The Russian vs. Ukraine battle has taken to the internet. Battles are no longer being fought solely on the ground anymore, they are being fought on the internet and in boardrooms.
Russia has used similar cyber war tactics in past conflicts as well. During the Russian-Georgian conflict in 2008, Georgia was hit with web defacements, massive DDoS (Distributed-Denial-of-Service) attacks and limited Internet access. The message “win+love+in+Rusia.” was spread throughout the servers hosting important Georgian websites including the government and transportation sites.
What is a DDos attack? DDoS attacks are when people attempt to make a machine or network resource unavailable to its intended users by interrupting or suspending services of a host connected to the internet. One of the tactics is flooding a website with so much traffic that it cannot respond to legitimate requests. The majority of these attacks have been done by people and groups not directly associated with either government.
These attacks aren’t all on the digital side either. The Russians are also using old school tactics to attack Ukraine by switching off phone service. This is a big threat because Russians installed Ukraine’s telecommunications infrastructure during the Soviet Era. One pro-Russian group who goes by CyberBerkut has taken credit for blocking over 700 Ukrainian government phones. “I confirm that an IP-telephonic attack is under way on mobile phones of members of Ukrainian parliament for the second day in row,” Valentyn Nalivaichenko, the head of Ukraine’s SBU security service, said in a news briefing this past week.
Hacking is very popular in that part of the world. Hackers on both sides are launching attacks on various websites and agencies. The hacker that broke into Target’s database and stole 40 million credit card numbers is allegedly from Ukraine. Russian universities offer top-notch computer security degrees as well. Russia Today’s website was also the victim of hackers, who broke into the site and effectively changed the word “Russia” to “nazi” in headlines and articles. One headline read “Putin: Nazi citizens, troops threatened in Ukraine, need armed forces protection” after the hack.

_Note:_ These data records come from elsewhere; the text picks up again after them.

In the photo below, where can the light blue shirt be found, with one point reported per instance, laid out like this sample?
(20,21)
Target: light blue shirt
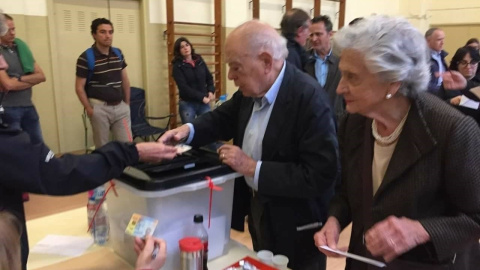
(441,69)
(255,130)
(321,68)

The group “Anonymous Ukraine” has even gotten into the mix by hacking over 100 mb of emails from the Ukrainian Democratic Alliance for Reform (UDAR) led by former boxer Vitalia Klitschko. One email by Kitschko that was leaked thanked the Lithuanian president for funding Ukraine’s protests. The email hack was part of a campaign called OpIndependence that has a goal to keep Ukraine independent from NATO and the EU.